(Re-)negotiating Identities in the Kampoeng: Masculinities, Medical Mercenaries, and the Aceh War (c. 1873-1900)
Intervention dans le panel Men in Nature and the Nature of Men: Forging Masculinities Outdoors in the Age of Empire, c. 1870-1970 [Panel #24]
The Aceh War (1873-1904/14) in northern Sumatra was a particularly momentous ‹war theatre› in the history of Dutch imperialism in Southeast Asia. Not only did it take the Dutch more than 40 years to ‹pacify› the Acehnese guerrilla resistance through brutal counter-insurgency campaigns. Tropical nature, or, more particularly, (supposedly) tropical diseases such as malaria or beriberi could cost the lives of entire troops, making medical officers particularly valuable assets in perpetuating the war. The Dutch Colonial Army (KNIL), however, was not able to meet its high demands for physicians with volunteers from the Netherlands alone. Hence, the KNIL intensified its efforts to recruit medical practitioners in Europe – most predominantly in the German and the Austro-Hungarian Empires as well as in Switzerland.

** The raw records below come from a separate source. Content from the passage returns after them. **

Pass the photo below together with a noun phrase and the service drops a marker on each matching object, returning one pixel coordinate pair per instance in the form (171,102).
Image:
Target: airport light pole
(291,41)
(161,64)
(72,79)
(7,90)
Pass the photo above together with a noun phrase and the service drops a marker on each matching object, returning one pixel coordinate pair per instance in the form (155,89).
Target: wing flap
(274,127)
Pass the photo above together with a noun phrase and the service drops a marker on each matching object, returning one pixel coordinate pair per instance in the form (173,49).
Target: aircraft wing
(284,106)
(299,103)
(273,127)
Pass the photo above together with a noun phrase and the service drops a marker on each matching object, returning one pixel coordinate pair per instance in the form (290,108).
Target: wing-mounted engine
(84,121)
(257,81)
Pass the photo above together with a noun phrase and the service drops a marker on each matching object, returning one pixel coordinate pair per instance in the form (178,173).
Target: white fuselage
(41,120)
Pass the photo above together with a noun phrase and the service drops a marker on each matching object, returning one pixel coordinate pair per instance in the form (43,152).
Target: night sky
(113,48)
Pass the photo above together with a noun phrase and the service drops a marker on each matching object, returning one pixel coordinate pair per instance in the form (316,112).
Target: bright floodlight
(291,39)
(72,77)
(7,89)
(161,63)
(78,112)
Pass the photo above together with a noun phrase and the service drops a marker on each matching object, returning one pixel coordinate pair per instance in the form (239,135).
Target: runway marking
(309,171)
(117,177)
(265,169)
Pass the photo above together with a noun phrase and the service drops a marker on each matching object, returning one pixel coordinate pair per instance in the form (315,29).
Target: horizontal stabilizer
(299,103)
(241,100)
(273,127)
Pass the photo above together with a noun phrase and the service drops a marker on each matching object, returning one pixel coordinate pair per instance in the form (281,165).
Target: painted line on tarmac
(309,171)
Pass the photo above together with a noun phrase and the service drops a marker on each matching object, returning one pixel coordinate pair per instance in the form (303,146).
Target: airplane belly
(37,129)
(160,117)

This paper zooms in on the lives of two such ‹medical mercenaries› deployed in Aceh: the Swiss Dr. Heinrich Erni and Austrian-Hungarian Dr. Heinrich Breitenstein who joined the Dutch Colonial Army in 1879 and 1876. By closely analysing their testimonies of the daily lives in the camps and kampoengs in northern Sumatra, it asks how masculinities were construed and contested through medicine, on the one hand, and ‹medical mercenaries›, on the other, in colonial wars in from a European perspective remote, unknown tropical nature.